Matt didn’t just take Ma and me to see the Liberty Goddess, he started by meeting us at Times Square, the Tay Um See Arena. We got out of the enormous subway station, drawn along by the sea of people, and I was relieved to see Matt at the Burger King on the corner, just where he’d said he would meet us. Standing by his side, Ma and I looked around. Finally, this was the New York I’d dreamed of. A long white limousine drove by, surrounded by dozens of yellow taxis. We strolled by movie theaters and restaurants, signs that said “Girls Girls Girls” and massive billboards advertising Broadway shows. I felt strangely at home. The crowded streets and bustling city reminded me of the fancy parts of Hong Kong, although the Tay Um See Arena was bigger and richer. The people on the street were dressed in every imaginable way, but some of the women were especially elegant, with high heels and suits with shoulder pads.
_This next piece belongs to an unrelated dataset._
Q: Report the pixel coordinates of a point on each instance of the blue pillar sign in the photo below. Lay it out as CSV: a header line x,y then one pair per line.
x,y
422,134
Many people were white, but I saw an Indian man with a turban, some black people in traditional African dress, and a group of singing monks in melon-colored robes. Ma put her hands together and bowed to them. One monk paused in his chanting to bow back.
“Oh, look at that!” Ma said to me, pointing to an enormous musical instrument store. I shielded my eyes from the hot sun to see through the window: an expanse of grand pianos, cellos and violins. In the back were what appeared to be cases filled with musical scores.
“Let’s go in,” Matt said.
“Oh no, we can’t buy anything,” Ma said.
“No harm in looking,” I said because I knew how much she wanted to enter, and Matt and I ushered her in through the double doors.
A burst of air-conditioning met us. It felt like heaven. There were enough customers wandering around, examining instruments and looking at musical scores, that Ma started to relax. Some were seated at the pianos, testing them out. I longed for this clean and carpeted life. Ma was as wide-eyed as a young girl. She started leafing through a stack of scores by Mozart, completely absorbed.